Ed è questo l’incantesimo per cui l’arte è destinata ad autorigenerarsi, la possibilità per ciascuno di esprimere in forma il senso più profondo che lo lega all’anima del mondo.

Gennaro Petrecca

 

Biografia

Roberto FRANCHITTI. Nasce a Roma il 14 luglio 1955. Le radici molisane fanno sì che il confronto a dimensione d'uomo con la provincia rimanga una costante irrinunciabile per i rapporti e i raffronti con il territorio semplice e genuino. Studia a Roma e si laurea in architettura dedicando la quasi esclusività della sua formazione alla sperimentazione e ricerca nell'ambito creativo spinto da una innata curiosità per tutto ciò che sa di novità da verificare.

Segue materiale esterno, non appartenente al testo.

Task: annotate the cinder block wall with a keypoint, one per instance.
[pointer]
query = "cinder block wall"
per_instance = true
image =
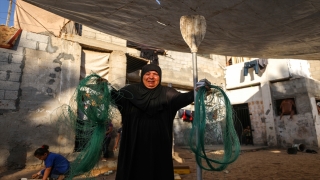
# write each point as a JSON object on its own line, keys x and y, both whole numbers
{"x": 37, "y": 77}
{"x": 314, "y": 69}
{"x": 301, "y": 129}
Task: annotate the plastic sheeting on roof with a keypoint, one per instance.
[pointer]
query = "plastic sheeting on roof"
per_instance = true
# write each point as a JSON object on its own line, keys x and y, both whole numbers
{"x": 246, "y": 28}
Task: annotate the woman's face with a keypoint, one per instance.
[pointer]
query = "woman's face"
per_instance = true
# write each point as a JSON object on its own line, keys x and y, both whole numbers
{"x": 151, "y": 79}
{"x": 42, "y": 157}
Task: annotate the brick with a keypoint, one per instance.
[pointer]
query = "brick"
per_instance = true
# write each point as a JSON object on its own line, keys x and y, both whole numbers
{"x": 7, "y": 104}
{"x": 9, "y": 85}
{"x": 1, "y": 94}
{"x": 11, "y": 95}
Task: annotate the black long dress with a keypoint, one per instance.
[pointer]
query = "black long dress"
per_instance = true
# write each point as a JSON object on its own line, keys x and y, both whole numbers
{"x": 146, "y": 143}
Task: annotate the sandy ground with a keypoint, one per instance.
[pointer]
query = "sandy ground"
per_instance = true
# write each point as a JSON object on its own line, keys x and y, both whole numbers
{"x": 266, "y": 164}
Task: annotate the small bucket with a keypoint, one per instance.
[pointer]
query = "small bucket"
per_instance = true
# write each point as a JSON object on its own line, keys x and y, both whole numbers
{"x": 300, "y": 147}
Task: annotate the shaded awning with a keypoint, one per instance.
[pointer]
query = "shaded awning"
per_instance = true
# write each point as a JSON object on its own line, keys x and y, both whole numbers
{"x": 8, "y": 36}
{"x": 135, "y": 63}
{"x": 251, "y": 28}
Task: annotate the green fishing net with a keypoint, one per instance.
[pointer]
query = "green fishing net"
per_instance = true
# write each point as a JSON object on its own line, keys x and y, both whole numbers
{"x": 90, "y": 110}
{"x": 87, "y": 117}
{"x": 217, "y": 111}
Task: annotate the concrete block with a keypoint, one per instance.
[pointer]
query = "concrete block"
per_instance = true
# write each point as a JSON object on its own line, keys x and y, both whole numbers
{"x": 27, "y": 44}
{"x": 13, "y": 67}
{"x": 11, "y": 95}
{"x": 24, "y": 34}
{"x": 43, "y": 46}
{"x": 9, "y": 85}
{"x": 37, "y": 37}
{"x": 34, "y": 54}
{"x": 7, "y": 104}
{"x": 11, "y": 76}
{"x": 1, "y": 94}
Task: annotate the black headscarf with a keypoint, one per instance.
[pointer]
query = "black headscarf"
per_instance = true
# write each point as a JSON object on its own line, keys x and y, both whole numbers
{"x": 148, "y": 100}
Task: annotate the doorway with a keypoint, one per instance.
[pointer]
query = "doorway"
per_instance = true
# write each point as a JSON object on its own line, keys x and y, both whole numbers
{"x": 241, "y": 119}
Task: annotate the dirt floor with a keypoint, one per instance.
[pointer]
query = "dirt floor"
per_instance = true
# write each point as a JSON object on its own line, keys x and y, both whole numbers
{"x": 262, "y": 164}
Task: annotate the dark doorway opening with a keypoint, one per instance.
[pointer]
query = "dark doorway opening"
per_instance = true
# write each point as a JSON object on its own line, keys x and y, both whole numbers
{"x": 241, "y": 119}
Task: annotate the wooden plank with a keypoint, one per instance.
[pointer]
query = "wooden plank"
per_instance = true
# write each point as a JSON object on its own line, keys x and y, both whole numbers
{"x": 181, "y": 169}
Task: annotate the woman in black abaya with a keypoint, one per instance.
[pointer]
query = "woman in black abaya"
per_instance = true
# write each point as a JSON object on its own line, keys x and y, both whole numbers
{"x": 148, "y": 110}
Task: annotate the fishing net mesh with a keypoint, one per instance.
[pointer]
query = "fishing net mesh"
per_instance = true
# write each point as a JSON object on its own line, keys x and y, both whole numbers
{"x": 86, "y": 117}
{"x": 90, "y": 110}
{"x": 214, "y": 110}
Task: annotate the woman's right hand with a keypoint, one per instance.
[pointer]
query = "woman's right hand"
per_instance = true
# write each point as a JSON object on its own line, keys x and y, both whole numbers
{"x": 35, "y": 176}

Una matita e un supporto, a volte improvvisato, sono i compagni di strada che accompagnano la vena espressiva dalla nascita. Fantasista di formazione spontanea, passa dai disegni dal vero di monumenti ai rilievi di strutture architettoniche, a caricature improvvisate in strada, a ipotetici cartoons e vignette satiriche, a modellazioni in argilla senza disdegnare l'uso manuale per l'incisione su legno e altro.

Entra nel mondo lavorativo e collabora per molti anni con lo studio di un noto architetto romano. Può in tal modo esercitare la creatività passando da progettazioni edilizie a studi urbanistici, allestimenti di scenografie televisive tanto interne quanto in esterni, disegno di mobili e suppellettili, allestimenti di mostre e espositori per l'arte. Torna nella provincia molisana per stabilirvisi come residenza di riferimento. Inizia una vita professionale del tutto autonoma. Tenendo sempre bene in vita una punta di autoironia e la voglia di non prendersi mai troppo sul serio, coltiva la vocazione per la fantasia intesa come soluzione ai preconcetti e alle cose precostituite. Riveste cariche per la pubblica amministrazione. Non da ultimo si dedica a esperienze nel campo del design realizzando mobili in legno o metallo così come gioielli e oggettistica accessoria per l'uso quotidiano. Si accompagna alla propensione, sopita e malcelata, per la creatività che riesca a mettere in discussione pregiudizi e preconcetti cercando in altro ciò che sembra scontato essere già stabilito.

Il passo verso l'arte più viscerale sembra breve quanto inevitabile. Ciò che è vissuto non è rinnegato e proprio dall'esperienza vissuta scaturisce una visione creativa di svincolo da norme e da normative; la via percorsa ne condiziona l'espressione: ciò che si è conosciuto si riscopre sotto una diversa angolazione, decentrata e capace di osservare ciò che prima era semplicemente visto.